Give the people their federal rights to health care.
He is more interested in his pledge to Grover Norquist!
You have the RIGHT to health care. You just do not have the right to STEAL from me to pay for it.
If you think someone is stealing something from you, call the local police dept.
Otherwise you don’t get to cut the federal pie, do you ?
Before they could repeal Obamacare, the Republicans would have to wrestle health insurance out of the hands of millions of Americans, convincing them that they’d somehow be better off without access to preventive care; that going into medical bankrptcy would be a jolly experience; that seniors should cheerfully go back to dealing with that “doughnut hole” of extra expenses again; that it’s our patriotic duty to let insurance companies deny us health insurance if we have a pre-existing condition, and so on.
I’m not saying they couldn’t carry that off, by the way. Their campaign of lies has been successful with many people, who believe all sorts of claptrap, from “death panels” to “massive penalty” (less than $100 for the scofflaws who hope to get a free ride by going without insurance).
Social Security had become one of the greatest success stories in American Political history, the Us Post Office had been recognized around the world for it’s excellence, yet they have convinced many in America that it’s the evil ( Boogeyman ) by the radical Right!
AKA—( Socialism)
The House (even today) could pass a resolution ‘deeming’ that the bill which ‘deemed’ the ACA to have passed the House did so in error. Without House passage, the whole law never happened.
Might not work, but it would certainly remind people that the ACA got enacted by some pretty tricky maneuvers.

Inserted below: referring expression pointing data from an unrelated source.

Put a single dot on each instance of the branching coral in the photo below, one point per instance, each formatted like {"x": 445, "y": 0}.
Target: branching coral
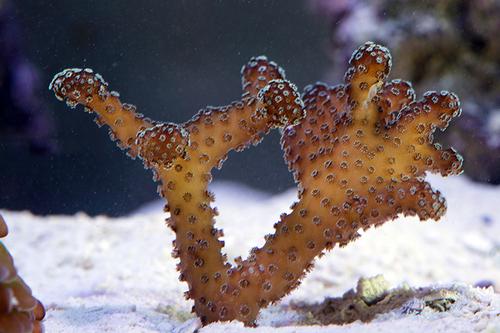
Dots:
{"x": 20, "y": 312}
{"x": 358, "y": 151}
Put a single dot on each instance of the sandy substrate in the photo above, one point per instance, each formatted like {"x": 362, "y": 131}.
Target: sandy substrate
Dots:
{"x": 117, "y": 275}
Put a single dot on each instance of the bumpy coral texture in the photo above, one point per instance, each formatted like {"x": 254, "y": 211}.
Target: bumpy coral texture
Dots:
{"x": 358, "y": 151}
{"x": 20, "y": 312}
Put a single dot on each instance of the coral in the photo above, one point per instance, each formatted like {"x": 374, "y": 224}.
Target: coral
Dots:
{"x": 452, "y": 45}
{"x": 358, "y": 151}
{"x": 20, "y": 312}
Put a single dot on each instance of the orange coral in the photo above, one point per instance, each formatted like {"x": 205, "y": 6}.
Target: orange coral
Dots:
{"x": 19, "y": 310}
{"x": 358, "y": 151}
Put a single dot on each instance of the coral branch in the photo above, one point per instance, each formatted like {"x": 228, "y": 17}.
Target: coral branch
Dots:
{"x": 83, "y": 86}
{"x": 352, "y": 148}
{"x": 19, "y": 310}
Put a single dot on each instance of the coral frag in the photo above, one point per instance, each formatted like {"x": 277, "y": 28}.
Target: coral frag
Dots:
{"x": 358, "y": 151}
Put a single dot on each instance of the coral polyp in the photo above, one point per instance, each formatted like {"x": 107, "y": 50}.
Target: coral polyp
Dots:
{"x": 358, "y": 151}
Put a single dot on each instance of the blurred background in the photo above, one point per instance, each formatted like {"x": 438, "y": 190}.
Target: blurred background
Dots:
{"x": 171, "y": 58}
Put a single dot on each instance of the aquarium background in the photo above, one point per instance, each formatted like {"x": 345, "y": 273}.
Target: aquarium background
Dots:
{"x": 171, "y": 58}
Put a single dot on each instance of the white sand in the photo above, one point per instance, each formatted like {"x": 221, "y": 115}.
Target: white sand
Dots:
{"x": 117, "y": 275}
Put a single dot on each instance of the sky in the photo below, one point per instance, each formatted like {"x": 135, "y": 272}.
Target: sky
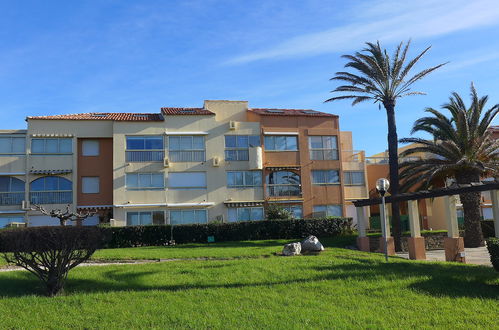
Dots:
{"x": 59, "y": 57}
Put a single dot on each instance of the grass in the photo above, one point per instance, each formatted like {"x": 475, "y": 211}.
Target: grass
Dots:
{"x": 337, "y": 289}
{"x": 245, "y": 249}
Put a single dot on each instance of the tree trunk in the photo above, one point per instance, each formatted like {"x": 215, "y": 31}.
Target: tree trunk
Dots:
{"x": 473, "y": 236}
{"x": 394, "y": 171}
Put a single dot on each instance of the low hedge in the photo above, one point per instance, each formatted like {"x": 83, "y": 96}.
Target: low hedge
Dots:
{"x": 236, "y": 231}
{"x": 493, "y": 247}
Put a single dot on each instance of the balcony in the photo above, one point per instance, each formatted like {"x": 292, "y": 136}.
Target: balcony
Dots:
{"x": 187, "y": 156}
{"x": 355, "y": 156}
{"x": 51, "y": 197}
{"x": 11, "y": 198}
{"x": 145, "y": 155}
{"x": 386, "y": 160}
{"x": 284, "y": 190}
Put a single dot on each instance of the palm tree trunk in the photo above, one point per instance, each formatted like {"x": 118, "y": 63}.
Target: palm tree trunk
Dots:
{"x": 473, "y": 236}
{"x": 394, "y": 171}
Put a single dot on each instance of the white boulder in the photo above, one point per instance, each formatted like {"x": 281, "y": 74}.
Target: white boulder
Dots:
{"x": 311, "y": 244}
{"x": 291, "y": 249}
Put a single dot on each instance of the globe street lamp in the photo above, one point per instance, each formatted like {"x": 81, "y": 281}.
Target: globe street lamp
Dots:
{"x": 382, "y": 185}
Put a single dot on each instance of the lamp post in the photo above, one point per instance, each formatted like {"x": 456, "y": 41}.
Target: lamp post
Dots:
{"x": 382, "y": 185}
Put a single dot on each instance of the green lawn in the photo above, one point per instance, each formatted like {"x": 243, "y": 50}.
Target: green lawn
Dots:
{"x": 337, "y": 289}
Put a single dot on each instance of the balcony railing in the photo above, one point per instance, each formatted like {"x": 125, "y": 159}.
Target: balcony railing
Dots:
{"x": 51, "y": 197}
{"x": 187, "y": 156}
{"x": 11, "y": 198}
{"x": 386, "y": 160}
{"x": 145, "y": 155}
{"x": 356, "y": 156}
{"x": 283, "y": 190}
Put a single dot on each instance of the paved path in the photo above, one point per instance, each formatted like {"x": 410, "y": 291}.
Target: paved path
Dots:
{"x": 477, "y": 256}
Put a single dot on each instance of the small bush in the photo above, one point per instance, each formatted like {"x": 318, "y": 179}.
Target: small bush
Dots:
{"x": 50, "y": 252}
{"x": 488, "y": 228}
{"x": 234, "y": 231}
{"x": 493, "y": 247}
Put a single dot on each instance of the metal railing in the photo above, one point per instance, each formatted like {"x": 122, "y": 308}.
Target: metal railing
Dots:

Romney and the ex-Bush cronies that he has surrounded himself with will continue on the same path as Bush. I guess what is so stunning is the fact that they are so blindly willing to risk putting the country in the same position as Bush by pursuing the same bankrupt policies that created the mess we’re still digging out from. Romney represents the worst of capitalism and the practices that enable only those at the very top to profit at the expense of everyone else.
Even if somehow Romney manages to get into office, they’re not going to repeal it. It would be too difficult, too messy and very popular aspects of the healthcare reform have begun to kick in. This is just a talking point to get conservatives riled up. It was like how Bush used to talk about pushing a constitutional amendment banning same-sex marriage — something to excite people, but then once in office suddenly you don’t hear of it again.
does not matter who will be Pres. what matters is that in this health care plan there is a Large tax on real estate sales. what does that have to do with people’s health care/ that is just plain, sneaky.
What a lineup!!!
The Tin Man without a heart –Romney, The cowardly crying Lion, Bohener, and the Scarecrow with out a brain McConnel,
We can’t let this happen!
Romney would be the better choice. Another puppet led term and our country will taxing us out of our homes.
We are at a thirty year low in Taxation, look it up or look in the Mirror as you maybe the “puppet” come November!
I like my healthcare and insurance just the way it is.
Pay for your own. And thosw ho think you won’t be
paying for this, think again. These people make it sound
like everything is so complicated…Obama says it so often.
It isn’t. Congress does the funding and the TAXING. No
funds and no TAXES.
Look it up Obamacare “IS” about Paying for your own!
EVERYBODY!
I wonder how many of these people who are uninsured would be insured if Bain Capital had not outsourced their jobs? Could Romney answer that question, doubtful, he was to busy watching the olympic games.
Keep on bashing. it totally accomplishes zilch.